Do I need to do something in the lineartrend
macro to ensure it avoids these dropped days?
Thanks,
Stan
timechart always adds 0-values
, but stats does not so do it like this:
index=edistats RealName="ShipmentOpen" | `isWeekDay(_time)` | where weekDay < 6 AND weekDay > 0 | bucket _time span=1d | stats avg(Elapsed) as average by _time | `lineartrend(_time,average)` | stats max(average) as mean sum(newY) as regression BY _time
timechart always adds 0-values
, but stats does not so do it like this:
index=edistats RealName="ShipmentOpen" | `isWeekDay(_time)` | where weekDay < 6 AND weekDay > 0 | bucket _time span=1d | stats avg(Elapsed) as average by _time | `lineartrend(_time,average)` | stats max(average) as mean sum(newY) as regression BY _time
MuS,
Thanks for that. Perfect!
@woodcock, it's hard to explain without a visual. Here is a PDF of the plots:
https://app.box.com/s/ub1axvu0yz3t6z2wvxl51h6g8zew5lwz
The top one does not have the value:
<option name="charting.chart.nullValueMode">connect</option>
Once this is added, the outcome is like the bottom one.
Thanks for all your help,
Stan
woodcock,
Thanks so much. This computes correctly now. My search string is now:
index=edistats RealName="ShipmentOpen" | isWeekDay(_time)
| where weekDay < 6 AND weekDay > 0 | bucket _time span=1d | stats avg(Elapsed) as average by _time | lineartrend(_time,average)
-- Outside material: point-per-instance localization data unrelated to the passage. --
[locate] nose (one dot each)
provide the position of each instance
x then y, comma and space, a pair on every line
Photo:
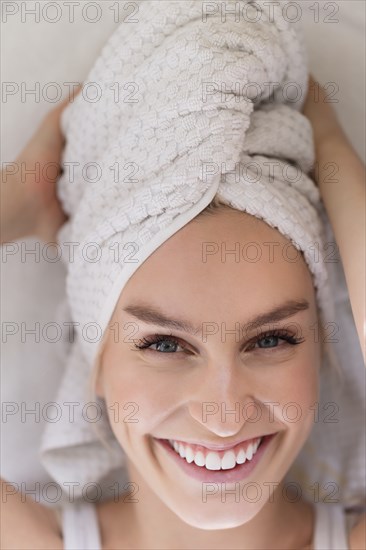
223, 401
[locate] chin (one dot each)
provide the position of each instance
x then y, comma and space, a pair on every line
215, 519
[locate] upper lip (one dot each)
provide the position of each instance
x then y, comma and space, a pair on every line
218, 446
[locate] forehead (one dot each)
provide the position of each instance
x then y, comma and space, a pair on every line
219, 263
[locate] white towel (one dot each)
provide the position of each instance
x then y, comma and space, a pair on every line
187, 114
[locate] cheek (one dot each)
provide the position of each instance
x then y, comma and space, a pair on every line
297, 390
144, 395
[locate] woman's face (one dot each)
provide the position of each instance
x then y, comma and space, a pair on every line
221, 373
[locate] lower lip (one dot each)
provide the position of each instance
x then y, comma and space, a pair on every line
238, 473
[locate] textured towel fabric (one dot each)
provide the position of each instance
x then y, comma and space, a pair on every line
195, 118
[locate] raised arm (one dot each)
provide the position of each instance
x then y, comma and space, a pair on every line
340, 175
29, 205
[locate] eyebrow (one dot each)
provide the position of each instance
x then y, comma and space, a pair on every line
148, 314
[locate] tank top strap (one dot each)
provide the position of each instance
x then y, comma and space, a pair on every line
80, 526
330, 527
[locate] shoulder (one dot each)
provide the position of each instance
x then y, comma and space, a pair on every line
357, 538
26, 524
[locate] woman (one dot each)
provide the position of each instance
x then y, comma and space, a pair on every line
188, 373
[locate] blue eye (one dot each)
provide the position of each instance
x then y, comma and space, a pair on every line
269, 340
160, 341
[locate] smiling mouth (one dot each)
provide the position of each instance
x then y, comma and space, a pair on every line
216, 460
206, 465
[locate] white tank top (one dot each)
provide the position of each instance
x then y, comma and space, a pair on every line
80, 527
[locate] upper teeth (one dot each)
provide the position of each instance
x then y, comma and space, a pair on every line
211, 459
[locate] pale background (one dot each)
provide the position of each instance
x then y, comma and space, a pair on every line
63, 52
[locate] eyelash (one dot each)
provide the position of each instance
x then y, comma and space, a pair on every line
144, 343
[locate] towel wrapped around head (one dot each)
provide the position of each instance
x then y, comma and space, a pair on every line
181, 105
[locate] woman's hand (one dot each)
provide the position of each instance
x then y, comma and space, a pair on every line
340, 175
29, 204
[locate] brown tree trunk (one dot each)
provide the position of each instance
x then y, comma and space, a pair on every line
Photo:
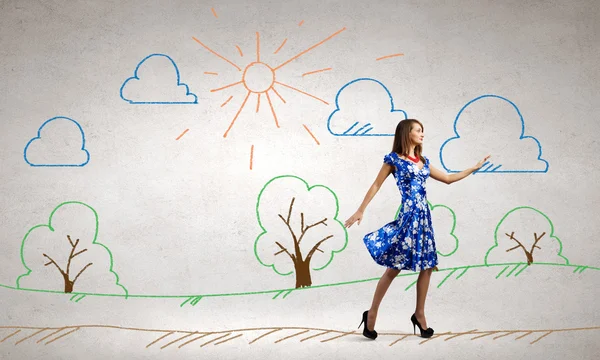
302, 274
68, 284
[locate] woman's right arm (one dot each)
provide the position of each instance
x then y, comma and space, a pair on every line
384, 172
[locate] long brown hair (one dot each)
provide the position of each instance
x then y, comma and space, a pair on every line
402, 140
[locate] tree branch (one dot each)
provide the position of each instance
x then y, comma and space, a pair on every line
304, 230
55, 264
536, 241
283, 249
82, 251
82, 270
73, 246
70, 241
315, 248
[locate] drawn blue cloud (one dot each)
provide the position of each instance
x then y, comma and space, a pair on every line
367, 110
156, 80
491, 124
60, 141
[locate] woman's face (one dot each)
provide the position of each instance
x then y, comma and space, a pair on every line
416, 134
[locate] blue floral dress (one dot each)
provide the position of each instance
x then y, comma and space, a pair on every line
407, 243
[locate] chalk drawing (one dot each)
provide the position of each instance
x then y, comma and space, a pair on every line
56, 254
525, 234
448, 240
60, 141
297, 221
493, 124
368, 110
156, 80
173, 339
259, 78
484, 270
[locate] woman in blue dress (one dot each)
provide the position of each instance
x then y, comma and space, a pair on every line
408, 242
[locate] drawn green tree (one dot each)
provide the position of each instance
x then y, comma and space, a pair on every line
65, 252
445, 238
300, 229
525, 235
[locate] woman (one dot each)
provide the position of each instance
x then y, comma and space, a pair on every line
407, 243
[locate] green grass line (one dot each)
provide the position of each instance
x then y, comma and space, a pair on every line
446, 278
278, 292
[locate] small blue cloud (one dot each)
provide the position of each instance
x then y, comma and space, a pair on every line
60, 141
156, 81
493, 125
370, 112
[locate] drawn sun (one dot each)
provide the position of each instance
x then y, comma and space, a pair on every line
260, 79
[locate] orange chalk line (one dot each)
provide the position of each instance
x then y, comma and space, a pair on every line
216, 54
310, 48
215, 339
169, 332
276, 92
316, 71
30, 336
302, 92
237, 114
226, 86
160, 338
11, 335
194, 339
63, 335
47, 336
183, 133
257, 47
388, 56
263, 335
311, 134
226, 101
280, 46
272, 109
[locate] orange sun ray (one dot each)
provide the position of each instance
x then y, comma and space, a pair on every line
280, 46
216, 54
272, 109
237, 114
240, 51
310, 48
276, 92
226, 86
316, 71
311, 134
302, 92
257, 47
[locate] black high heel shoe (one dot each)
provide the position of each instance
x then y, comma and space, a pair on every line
424, 333
366, 332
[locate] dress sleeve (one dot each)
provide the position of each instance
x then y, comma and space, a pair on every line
388, 159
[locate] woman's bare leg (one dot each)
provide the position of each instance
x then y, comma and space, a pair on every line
422, 287
382, 285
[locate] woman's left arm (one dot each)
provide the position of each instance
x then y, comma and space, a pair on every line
450, 178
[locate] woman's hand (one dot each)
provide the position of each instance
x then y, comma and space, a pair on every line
356, 217
481, 162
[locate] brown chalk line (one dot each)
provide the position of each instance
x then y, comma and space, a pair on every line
321, 331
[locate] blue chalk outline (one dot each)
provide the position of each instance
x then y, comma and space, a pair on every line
367, 125
488, 167
38, 137
179, 83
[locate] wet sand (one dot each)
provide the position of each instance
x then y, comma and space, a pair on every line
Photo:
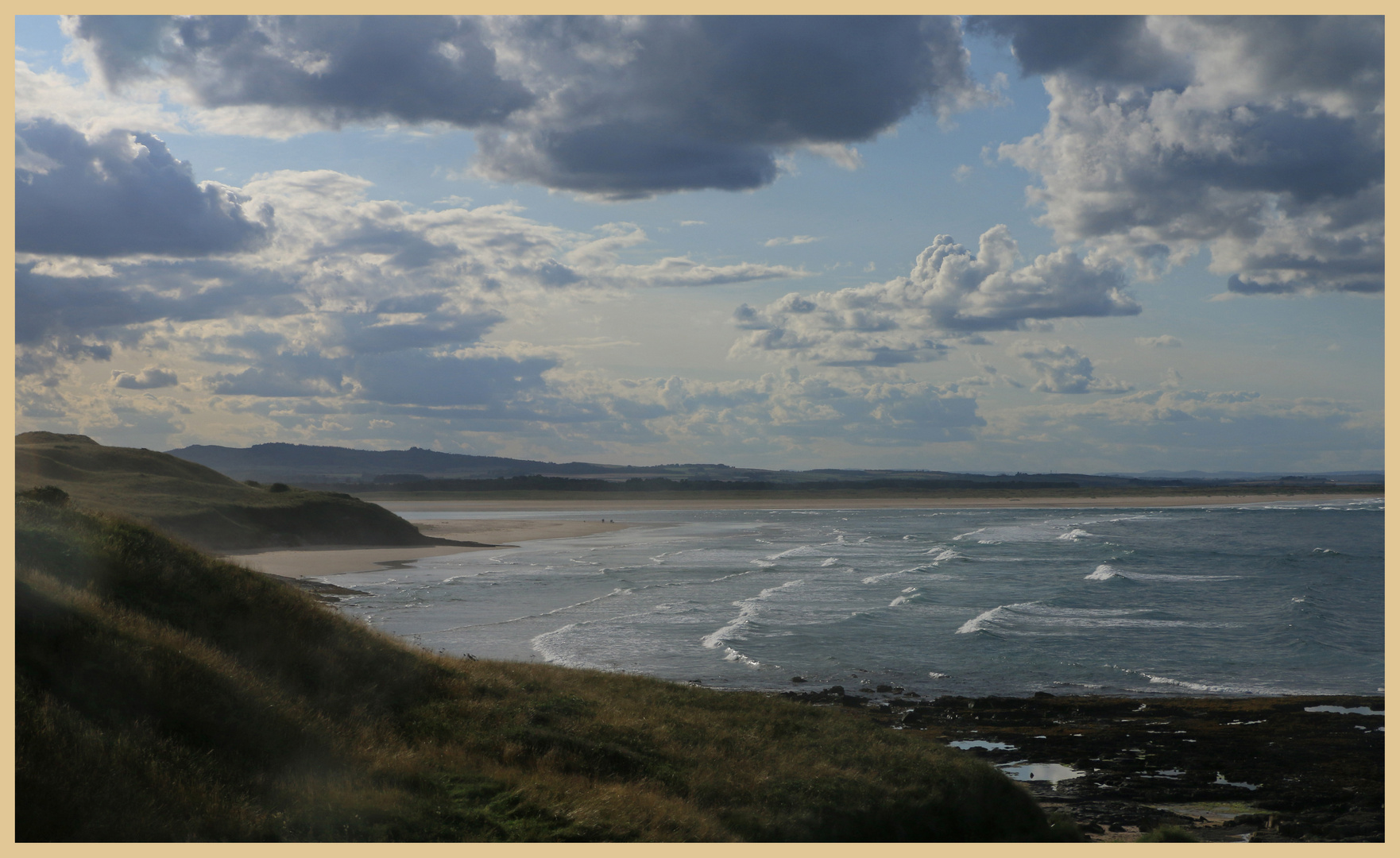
334, 560
867, 503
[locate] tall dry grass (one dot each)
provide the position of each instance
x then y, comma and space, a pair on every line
168, 696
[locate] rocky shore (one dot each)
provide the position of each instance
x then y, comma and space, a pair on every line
1225, 769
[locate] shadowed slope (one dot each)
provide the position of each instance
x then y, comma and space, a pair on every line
199, 504
165, 696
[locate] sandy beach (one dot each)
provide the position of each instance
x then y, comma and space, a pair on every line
867, 503
332, 560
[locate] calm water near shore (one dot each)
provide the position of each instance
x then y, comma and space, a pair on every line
1282, 598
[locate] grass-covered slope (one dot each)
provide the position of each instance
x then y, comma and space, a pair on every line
163, 694
199, 504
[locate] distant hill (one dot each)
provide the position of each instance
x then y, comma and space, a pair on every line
339, 464
329, 465
199, 504
164, 696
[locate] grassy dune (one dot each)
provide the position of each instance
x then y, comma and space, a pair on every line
199, 504
163, 694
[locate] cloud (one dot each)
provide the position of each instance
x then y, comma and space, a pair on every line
149, 378
352, 303
1159, 342
615, 108
1063, 370
1260, 139
1100, 48
949, 292
1212, 430
121, 194
334, 69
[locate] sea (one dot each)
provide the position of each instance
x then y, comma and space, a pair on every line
1282, 598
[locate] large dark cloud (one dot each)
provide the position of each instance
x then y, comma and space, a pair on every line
341, 69
949, 290
710, 101
1105, 48
1260, 139
119, 194
609, 106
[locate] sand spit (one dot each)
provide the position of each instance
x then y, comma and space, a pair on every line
334, 560
870, 503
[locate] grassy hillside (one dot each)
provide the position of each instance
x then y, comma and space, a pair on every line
199, 504
163, 694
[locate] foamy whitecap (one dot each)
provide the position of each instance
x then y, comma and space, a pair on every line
795, 552
1035, 617
748, 608
734, 655
1105, 573
941, 555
| timechart max(average) as mean sum(newY) as regression
I want to see the linear fit superimposed on the raw data. The raw plot is done as columns. However, now that the blank days are left out, the linear trend is not drawn contiguously, but rather as a set of segments. Is there a charting option where they can be linked as a single line?
Thanks
Hi brutecat,
see the docs http://docs.splunk.com/Documentation/Splunk/6.1.1/AdvancedDev/CustomChartingConfig-chartlegend#linec... and the nullValueMode
option
I do not understand your question but if you need more help, work on clarifying it and post a new question.